In the summer of 1861, both sides were extremely confident of a quick and easy victory. President Abraham Lincoln had ignored Scott’s Anaconda Plan and asked only for 90-day enlistments from state militia forces. Southerners, equally optimistic, assured one another that the war would be over by Fall.
Lincoln dispatched General Irvin McDowell with an inexperienced army of 30,000 men to move directly on Richmond, the Confederate capital. The immediate target was a Confederate force of 22,000 men under General P.G.T. Beauregard.
Meanwhile, to the west in the Shenandoah Valley, a Union army under General Robert Patterson was assigned the task of keeping Joseph E. Johnston’s Confederate forces in check. Johnston’s soldiers were able to elude Patterson, however, and piled onto eastbound trains.
Due to the decision to ask for only short enlistment periods, many of the Union soldiers would be finished with their terms of enlistment by the end of the summer. It became imperative to fight some kind of battle, and Union confidence was high. Feeling that the southern rebellion could be quickly crushed, northerners took up the cry, "On to Richmond."
General Winfield Scott, the hero of both the War of 1812 and the Mexican War but now advanced in years, was in overall charge of the Union armies. He designated General Irvin McDowell as field commander to devise a plan. Ultimately, it was decided to have General Robert Patterson hold a Confederate force under Johnston west of the Blue Ridge Mountains, while the main Union forced under McDowell would defeat Beauregard's smaller force situated southwest of Washington.

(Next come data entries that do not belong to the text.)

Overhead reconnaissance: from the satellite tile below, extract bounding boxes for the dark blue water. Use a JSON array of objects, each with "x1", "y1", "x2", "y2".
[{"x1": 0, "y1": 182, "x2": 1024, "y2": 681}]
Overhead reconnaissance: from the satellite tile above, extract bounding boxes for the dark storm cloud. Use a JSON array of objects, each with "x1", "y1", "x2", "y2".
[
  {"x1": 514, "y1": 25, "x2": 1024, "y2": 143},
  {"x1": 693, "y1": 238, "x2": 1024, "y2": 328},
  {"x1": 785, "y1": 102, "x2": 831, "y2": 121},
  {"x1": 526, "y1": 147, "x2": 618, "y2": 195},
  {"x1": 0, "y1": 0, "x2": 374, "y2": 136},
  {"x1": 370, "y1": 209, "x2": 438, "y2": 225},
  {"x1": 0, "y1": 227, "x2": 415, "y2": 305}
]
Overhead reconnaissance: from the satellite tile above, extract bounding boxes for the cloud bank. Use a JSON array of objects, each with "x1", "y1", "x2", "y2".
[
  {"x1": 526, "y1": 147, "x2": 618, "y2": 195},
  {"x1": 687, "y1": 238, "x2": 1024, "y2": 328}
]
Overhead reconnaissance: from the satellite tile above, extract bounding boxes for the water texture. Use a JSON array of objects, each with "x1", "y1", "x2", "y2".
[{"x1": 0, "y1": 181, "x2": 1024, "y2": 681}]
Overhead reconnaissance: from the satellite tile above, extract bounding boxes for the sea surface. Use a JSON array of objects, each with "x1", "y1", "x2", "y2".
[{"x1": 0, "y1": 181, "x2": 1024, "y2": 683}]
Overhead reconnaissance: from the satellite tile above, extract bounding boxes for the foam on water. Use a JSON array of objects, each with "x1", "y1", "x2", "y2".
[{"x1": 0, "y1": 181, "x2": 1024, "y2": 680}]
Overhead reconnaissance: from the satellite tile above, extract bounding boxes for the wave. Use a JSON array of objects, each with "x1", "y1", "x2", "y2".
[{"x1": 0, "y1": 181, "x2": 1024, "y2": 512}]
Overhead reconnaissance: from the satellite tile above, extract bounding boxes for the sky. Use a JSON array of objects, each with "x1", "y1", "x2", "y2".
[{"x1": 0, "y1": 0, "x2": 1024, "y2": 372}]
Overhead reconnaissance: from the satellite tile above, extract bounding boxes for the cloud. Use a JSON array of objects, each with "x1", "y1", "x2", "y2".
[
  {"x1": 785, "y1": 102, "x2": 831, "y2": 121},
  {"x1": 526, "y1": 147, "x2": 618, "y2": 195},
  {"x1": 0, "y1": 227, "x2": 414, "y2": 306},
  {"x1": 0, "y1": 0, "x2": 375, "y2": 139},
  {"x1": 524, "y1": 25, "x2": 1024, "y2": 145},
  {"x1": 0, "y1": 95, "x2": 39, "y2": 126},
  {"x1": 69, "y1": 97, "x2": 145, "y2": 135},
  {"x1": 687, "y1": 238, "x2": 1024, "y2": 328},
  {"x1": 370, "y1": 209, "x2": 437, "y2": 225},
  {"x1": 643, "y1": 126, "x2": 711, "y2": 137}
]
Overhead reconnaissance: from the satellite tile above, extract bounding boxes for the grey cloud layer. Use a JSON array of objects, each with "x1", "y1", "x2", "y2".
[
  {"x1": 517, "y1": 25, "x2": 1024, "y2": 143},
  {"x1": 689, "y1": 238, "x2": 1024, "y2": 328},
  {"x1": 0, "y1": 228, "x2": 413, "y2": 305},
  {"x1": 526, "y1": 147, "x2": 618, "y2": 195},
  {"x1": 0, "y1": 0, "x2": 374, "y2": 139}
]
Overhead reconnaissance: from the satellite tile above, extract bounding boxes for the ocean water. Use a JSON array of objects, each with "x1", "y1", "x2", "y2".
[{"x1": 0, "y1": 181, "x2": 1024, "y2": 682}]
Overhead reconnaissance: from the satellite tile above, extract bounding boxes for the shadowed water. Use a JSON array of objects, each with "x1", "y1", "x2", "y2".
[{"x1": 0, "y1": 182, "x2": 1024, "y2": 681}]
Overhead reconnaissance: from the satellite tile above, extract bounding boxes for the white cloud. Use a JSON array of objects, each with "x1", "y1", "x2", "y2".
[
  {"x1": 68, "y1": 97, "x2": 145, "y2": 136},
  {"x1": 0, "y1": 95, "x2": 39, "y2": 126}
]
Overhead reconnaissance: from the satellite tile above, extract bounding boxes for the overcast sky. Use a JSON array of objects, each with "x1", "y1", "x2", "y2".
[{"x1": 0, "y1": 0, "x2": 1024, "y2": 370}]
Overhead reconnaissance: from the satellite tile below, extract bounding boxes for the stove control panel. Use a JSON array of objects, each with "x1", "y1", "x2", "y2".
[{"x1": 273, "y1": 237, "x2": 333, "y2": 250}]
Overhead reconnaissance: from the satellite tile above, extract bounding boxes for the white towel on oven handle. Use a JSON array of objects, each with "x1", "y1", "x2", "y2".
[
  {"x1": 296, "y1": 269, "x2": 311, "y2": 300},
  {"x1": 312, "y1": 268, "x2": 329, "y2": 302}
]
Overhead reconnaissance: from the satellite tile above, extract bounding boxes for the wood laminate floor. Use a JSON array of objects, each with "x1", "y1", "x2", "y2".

Beauregard decided to defend a position at Bull Run, a small tributary of the Potomac, where the turnpike leading west from Arlington towards the Blue Ridge Mountains crossed over a stone bridge about four miles west of Centreville. McDowell, having shown his plan to Lincoln in Washington, led his forces down the turnpike and made camp there. He was accompanied by newspapermen, Congressman, and enthusiastic citizens, anxious to see this fine army in action.
The initial major battle of the Civil War occurred on July 21, 1861 near Bull Run, about 30 miles south of Washington. Union forces charged the opposition lines several times and nearly broke through. The Confederates were bolstered by the courageous leadership of General Thomas J. Jackson, who stood like a “stone wall," oblivious to enemy fire. The arrival of Johnston’s soldiers enabled the Confederates to mount a charge that broke the Union lines. Northern forces fled toward Washington, D.C. over roads clogged with politicians, newspapermen, and picnicking men and women who had turned out to witness the fray.
The encounter at Bull Run ended all thought in the North that the war would be short and easily won. Southerners were elated, believing that their hopes of a quick victory might be realized. Unfortunately for the South, Beauregard did not press his advantage, which might have resulted in his taking of the city of Washington itself, but he did not become fully aware of the extent of the Northern disarray for two days. By then, the opportunity for decisive action had passed.
Following the battle, General Jackson wrote to his wife:
Yesterday we fought a great battle and gained a great victory, for which all the glory is due to God alone. Although under a heavy fire for several continuous hours I received only one wound, the breaking of the longest finger of my left hand; but the doctor says the finger may be saved. It was broken about midway between the hand and knuckle, the ball passing on the side next to the forefinger. Had it struck the centre, I should have lost the finger. My horse was wounded, but not killed. Your coat got an ugly wound near the hip, but my servant, who is very handy, has so far repaired it that it doesn't show very much. My preservation was entirely due, as was the glorious victory, to our God, to whom be all the honor, praise, and glory. The battle was the hardest that I have ever been in, but not near so hot in its fire.
*Union forces tended to refer to battle sites in terms of the nearest body of water. Confederates generally used the names of nearby communities to name battles. Bull Run was a creek; Manassas Junction was a small railroad junction.